Wednesday, June 27, 2012

building stuff and reading

I've had extra time this summer for reading. I love it.  The kids have been playing outside with the neighbors any chance they get.  They don't seem to mind the heat at all.  When we get hot, we all just go get in the pool.  That's pretty much the routine this summer; play outside while I sit and read on the pew, then we go swim.  

He's been busy with his toolbox.  This little gal is our neighbor.  She is often Lou's assistant.  She once told him she might want to marry him.  He avoided her for two weeks.  He finally told her he didn't want to get married.  To her or to anyone.  Ever.  They seem to be speaking again.

Lou managed to get some scrap wood from a few friends so he's been building. When he scored some longer 2x4s today, he was more than pleased. 

He made something everybody could enjoy, some balance beams.

Here's what I've been reading. I really prefer a good nonfiction. 

Look Me in the Eye:  My Life With Aspergers  by John Elder Robinson.  This was a great book my sister passed on to me.  John lived the first 40 something years of his life knowing he was different than other people, but not having a name for it.  He has led such an interesting life and is a great storyteller.  This book made me think of students from years past.  He has another book, Be Different, it's on my list.

Nuture Shock by Po Bronson and Ashley Merryman.  This was a great read.  It is full of current research concerning parenting and child development.  There was an excellent chapter on teaching kids self control and another on sleep that I really liked.  Also good stuff on siblings and why kids lie.  The whole book was full of good info. 
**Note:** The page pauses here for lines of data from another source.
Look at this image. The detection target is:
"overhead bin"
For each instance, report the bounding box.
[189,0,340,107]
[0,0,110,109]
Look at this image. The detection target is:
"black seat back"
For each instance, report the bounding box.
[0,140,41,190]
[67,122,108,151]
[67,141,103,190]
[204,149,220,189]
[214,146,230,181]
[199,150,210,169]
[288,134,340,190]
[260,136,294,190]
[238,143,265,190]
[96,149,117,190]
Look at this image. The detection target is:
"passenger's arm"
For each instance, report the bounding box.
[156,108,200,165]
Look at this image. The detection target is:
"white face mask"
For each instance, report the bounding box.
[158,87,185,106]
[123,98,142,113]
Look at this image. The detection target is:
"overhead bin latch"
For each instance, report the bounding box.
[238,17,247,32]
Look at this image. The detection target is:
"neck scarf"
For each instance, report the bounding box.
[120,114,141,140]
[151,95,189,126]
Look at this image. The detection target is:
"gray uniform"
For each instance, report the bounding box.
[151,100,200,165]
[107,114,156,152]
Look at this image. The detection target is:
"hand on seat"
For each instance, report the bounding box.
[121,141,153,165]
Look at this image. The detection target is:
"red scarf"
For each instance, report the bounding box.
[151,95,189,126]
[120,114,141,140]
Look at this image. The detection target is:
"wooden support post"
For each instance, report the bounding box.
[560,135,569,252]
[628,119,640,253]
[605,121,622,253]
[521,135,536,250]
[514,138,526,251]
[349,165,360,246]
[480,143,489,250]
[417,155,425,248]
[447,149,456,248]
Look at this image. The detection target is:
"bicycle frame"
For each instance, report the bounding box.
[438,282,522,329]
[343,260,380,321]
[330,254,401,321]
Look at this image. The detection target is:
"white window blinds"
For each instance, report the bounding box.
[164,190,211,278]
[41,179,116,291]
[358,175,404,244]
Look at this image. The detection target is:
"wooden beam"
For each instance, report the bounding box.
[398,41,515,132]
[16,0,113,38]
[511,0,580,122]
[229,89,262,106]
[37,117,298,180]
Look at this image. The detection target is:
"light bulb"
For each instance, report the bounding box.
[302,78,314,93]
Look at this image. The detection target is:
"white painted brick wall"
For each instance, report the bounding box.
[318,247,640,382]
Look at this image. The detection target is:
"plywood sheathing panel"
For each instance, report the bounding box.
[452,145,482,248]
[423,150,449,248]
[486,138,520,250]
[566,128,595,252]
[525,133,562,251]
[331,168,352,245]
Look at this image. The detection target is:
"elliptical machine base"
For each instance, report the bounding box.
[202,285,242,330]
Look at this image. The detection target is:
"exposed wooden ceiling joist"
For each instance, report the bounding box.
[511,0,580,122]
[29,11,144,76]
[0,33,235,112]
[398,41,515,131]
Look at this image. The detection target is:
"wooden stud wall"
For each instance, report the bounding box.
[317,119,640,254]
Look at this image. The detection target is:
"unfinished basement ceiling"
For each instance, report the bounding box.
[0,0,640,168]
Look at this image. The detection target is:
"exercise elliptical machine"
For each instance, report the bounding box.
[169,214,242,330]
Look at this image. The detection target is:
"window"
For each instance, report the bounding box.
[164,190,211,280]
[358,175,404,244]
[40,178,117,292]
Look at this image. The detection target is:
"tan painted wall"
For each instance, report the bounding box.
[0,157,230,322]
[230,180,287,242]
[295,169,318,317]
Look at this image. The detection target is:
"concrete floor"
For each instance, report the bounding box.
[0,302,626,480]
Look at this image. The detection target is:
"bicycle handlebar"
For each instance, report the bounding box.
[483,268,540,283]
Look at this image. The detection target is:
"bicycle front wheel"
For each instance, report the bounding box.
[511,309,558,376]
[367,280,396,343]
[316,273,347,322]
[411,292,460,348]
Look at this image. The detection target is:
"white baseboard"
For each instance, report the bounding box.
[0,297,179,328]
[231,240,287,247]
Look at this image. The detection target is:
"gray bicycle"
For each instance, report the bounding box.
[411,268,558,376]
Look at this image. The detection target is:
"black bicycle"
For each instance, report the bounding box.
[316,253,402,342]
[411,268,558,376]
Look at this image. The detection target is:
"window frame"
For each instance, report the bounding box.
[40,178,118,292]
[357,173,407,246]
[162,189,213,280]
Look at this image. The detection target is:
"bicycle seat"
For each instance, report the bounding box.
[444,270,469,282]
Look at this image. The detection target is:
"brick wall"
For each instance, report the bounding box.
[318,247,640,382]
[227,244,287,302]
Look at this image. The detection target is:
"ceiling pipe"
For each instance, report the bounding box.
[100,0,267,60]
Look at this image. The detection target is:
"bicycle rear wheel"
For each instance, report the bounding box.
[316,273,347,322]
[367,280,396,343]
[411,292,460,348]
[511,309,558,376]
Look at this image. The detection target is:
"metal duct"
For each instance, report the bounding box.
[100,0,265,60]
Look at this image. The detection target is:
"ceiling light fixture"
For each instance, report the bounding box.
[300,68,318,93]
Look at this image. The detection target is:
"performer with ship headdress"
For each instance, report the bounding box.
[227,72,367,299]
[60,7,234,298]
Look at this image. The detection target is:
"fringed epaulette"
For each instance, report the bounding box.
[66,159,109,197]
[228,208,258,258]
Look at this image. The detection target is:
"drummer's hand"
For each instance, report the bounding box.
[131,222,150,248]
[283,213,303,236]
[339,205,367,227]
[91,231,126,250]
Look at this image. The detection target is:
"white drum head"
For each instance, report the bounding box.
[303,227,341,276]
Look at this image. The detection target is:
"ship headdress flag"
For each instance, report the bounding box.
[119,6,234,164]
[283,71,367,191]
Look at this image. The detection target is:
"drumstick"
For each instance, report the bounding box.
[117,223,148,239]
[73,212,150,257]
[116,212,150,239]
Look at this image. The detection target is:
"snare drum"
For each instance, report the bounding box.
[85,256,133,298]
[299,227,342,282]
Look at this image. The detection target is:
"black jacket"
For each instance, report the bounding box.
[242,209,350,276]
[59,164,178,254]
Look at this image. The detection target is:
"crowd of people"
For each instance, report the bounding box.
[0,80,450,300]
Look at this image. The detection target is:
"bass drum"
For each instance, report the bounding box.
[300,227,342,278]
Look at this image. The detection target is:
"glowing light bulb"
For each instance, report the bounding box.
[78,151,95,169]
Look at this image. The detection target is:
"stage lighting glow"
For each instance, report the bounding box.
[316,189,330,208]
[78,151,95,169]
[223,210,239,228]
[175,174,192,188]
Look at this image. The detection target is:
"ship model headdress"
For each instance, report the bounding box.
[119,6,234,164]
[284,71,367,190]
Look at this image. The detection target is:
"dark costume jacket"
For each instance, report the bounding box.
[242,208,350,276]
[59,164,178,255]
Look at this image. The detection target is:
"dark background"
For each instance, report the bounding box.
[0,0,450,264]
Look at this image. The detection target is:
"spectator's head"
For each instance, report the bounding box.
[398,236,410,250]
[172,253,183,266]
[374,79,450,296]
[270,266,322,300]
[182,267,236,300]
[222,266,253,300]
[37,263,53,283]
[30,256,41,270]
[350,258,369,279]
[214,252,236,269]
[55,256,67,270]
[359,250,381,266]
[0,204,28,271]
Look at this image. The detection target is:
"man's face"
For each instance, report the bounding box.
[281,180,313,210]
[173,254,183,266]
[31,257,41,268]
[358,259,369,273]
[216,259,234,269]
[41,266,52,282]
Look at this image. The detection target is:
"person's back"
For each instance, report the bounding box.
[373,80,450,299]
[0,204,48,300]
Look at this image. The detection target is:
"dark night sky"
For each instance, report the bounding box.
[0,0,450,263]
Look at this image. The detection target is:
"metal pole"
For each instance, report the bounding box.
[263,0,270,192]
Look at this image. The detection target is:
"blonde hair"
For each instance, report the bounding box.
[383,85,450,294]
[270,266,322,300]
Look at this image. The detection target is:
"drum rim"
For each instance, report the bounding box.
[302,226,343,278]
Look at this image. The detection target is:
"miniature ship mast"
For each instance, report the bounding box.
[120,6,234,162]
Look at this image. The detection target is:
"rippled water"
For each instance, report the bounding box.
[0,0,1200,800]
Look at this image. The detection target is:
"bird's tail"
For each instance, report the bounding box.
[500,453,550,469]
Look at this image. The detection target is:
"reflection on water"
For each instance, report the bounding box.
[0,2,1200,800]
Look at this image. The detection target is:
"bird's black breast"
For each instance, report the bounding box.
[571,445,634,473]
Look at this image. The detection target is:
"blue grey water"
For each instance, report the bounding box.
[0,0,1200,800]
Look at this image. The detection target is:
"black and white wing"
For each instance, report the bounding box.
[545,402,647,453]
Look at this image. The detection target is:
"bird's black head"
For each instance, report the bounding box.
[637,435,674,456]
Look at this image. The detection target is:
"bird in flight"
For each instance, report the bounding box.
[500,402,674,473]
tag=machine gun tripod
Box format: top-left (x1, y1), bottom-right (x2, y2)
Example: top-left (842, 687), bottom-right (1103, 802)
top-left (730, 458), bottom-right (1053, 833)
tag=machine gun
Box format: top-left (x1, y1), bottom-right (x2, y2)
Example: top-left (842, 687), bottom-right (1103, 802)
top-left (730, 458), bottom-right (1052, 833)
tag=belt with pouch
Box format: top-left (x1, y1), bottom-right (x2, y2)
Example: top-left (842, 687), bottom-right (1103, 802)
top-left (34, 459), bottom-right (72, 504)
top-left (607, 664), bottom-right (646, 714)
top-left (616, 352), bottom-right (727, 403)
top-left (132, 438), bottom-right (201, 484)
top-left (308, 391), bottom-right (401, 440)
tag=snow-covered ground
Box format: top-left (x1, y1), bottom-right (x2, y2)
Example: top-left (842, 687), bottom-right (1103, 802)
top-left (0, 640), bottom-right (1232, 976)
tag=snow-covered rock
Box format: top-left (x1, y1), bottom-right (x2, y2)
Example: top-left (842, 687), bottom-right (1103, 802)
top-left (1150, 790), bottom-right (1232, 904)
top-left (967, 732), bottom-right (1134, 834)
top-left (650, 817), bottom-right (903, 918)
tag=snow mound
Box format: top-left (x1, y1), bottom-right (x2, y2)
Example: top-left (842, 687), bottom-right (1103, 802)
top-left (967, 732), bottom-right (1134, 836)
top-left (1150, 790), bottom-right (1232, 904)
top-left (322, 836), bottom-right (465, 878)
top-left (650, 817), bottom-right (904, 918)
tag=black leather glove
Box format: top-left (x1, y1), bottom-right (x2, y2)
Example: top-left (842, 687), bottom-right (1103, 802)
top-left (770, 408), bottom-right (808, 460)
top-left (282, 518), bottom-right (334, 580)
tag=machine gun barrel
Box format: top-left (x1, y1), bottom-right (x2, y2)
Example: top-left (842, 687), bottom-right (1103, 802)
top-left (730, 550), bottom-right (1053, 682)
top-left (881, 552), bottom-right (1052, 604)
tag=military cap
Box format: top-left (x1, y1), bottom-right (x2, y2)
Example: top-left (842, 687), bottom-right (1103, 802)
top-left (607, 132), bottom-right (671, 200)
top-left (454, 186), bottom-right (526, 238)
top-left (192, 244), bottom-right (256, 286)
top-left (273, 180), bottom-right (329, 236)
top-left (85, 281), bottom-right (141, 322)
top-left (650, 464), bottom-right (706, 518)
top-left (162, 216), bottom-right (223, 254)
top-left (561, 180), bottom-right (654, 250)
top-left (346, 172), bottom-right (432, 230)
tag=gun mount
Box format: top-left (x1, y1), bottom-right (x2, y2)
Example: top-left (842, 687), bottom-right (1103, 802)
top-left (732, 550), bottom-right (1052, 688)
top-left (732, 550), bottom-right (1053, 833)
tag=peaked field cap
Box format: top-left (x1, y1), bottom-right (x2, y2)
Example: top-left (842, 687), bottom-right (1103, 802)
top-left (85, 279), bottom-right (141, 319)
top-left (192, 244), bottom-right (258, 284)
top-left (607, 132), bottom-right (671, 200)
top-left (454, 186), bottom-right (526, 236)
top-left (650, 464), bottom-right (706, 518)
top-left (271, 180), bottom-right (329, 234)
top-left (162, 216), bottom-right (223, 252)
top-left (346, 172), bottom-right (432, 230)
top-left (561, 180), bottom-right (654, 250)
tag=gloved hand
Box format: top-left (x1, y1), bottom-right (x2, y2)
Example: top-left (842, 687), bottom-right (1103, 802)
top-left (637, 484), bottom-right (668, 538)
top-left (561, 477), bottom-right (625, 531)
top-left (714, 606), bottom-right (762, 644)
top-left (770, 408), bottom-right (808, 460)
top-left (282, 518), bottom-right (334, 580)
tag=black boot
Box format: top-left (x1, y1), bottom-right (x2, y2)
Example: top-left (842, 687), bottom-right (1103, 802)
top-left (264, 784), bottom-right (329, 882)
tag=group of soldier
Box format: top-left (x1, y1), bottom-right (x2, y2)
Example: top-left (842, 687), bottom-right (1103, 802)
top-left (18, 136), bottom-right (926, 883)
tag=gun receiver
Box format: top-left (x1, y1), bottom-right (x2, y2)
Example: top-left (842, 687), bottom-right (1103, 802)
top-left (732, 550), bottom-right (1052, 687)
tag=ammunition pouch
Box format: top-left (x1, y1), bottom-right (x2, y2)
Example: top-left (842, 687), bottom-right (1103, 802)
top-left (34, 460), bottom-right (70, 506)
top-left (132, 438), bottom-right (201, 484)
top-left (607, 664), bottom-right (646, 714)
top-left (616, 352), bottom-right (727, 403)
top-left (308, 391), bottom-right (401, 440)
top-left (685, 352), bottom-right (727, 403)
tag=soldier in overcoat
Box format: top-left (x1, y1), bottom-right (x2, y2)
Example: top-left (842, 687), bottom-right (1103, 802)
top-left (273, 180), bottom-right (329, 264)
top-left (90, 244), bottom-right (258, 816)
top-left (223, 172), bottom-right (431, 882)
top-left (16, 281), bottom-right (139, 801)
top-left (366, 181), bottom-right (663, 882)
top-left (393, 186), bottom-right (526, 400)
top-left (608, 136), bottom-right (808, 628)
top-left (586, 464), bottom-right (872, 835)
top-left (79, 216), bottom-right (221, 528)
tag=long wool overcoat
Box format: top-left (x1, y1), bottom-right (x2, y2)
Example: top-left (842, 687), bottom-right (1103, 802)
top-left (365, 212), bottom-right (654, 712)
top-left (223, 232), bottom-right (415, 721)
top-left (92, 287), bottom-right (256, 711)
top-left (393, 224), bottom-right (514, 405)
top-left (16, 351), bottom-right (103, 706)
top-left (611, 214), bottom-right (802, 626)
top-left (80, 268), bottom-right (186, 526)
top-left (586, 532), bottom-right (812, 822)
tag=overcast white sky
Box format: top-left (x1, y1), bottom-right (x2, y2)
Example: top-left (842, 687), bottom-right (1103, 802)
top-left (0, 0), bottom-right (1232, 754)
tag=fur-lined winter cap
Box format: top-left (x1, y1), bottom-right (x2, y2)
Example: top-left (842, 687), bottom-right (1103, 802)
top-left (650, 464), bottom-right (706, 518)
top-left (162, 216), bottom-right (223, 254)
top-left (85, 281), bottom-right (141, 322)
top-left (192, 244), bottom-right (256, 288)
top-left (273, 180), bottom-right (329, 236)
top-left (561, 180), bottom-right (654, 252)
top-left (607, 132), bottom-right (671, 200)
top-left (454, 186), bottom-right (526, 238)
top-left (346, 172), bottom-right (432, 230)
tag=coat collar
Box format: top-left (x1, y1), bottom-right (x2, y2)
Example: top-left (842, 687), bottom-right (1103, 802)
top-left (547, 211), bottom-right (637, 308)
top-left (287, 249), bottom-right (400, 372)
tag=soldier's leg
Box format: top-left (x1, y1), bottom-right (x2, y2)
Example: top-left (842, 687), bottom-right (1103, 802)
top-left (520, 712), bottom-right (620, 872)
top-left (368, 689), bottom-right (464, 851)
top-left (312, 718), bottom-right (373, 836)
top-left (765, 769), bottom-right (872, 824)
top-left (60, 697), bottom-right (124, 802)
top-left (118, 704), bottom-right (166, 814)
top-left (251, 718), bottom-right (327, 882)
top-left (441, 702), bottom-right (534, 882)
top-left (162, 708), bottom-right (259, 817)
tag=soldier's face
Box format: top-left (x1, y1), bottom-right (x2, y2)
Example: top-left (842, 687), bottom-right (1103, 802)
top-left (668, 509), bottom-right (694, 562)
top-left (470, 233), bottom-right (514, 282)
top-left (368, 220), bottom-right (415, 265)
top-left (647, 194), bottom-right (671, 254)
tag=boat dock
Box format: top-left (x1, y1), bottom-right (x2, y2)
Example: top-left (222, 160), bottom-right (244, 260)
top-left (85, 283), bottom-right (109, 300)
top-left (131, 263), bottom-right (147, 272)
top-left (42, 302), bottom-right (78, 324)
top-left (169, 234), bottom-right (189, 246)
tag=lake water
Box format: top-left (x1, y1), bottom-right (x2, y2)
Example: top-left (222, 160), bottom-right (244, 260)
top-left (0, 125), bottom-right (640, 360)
Outliers by Malcolm Gladwell.  I really enjoyed this book although it had less to do with 'school' that the others.  It examines what factors lead to people being successful.  He has a few other books that are going on my list, Blink and The Tipping Point.

Imagine: How Creativity Works  by Jonah Lehrer.  This book was more scientific than the others, but still a fun read.  It explored what settings make for the most creative environment and how big companies like google and pixar get the most creativity out of their employees.  It had some good info for teachers and parents about how to encourage your own creativity as well as that of your little people. 

A few others on the list are:  The Dumbest Generation and Einstein Never Used Flashcards.  Are you reading anything good this summer?  What's on your list?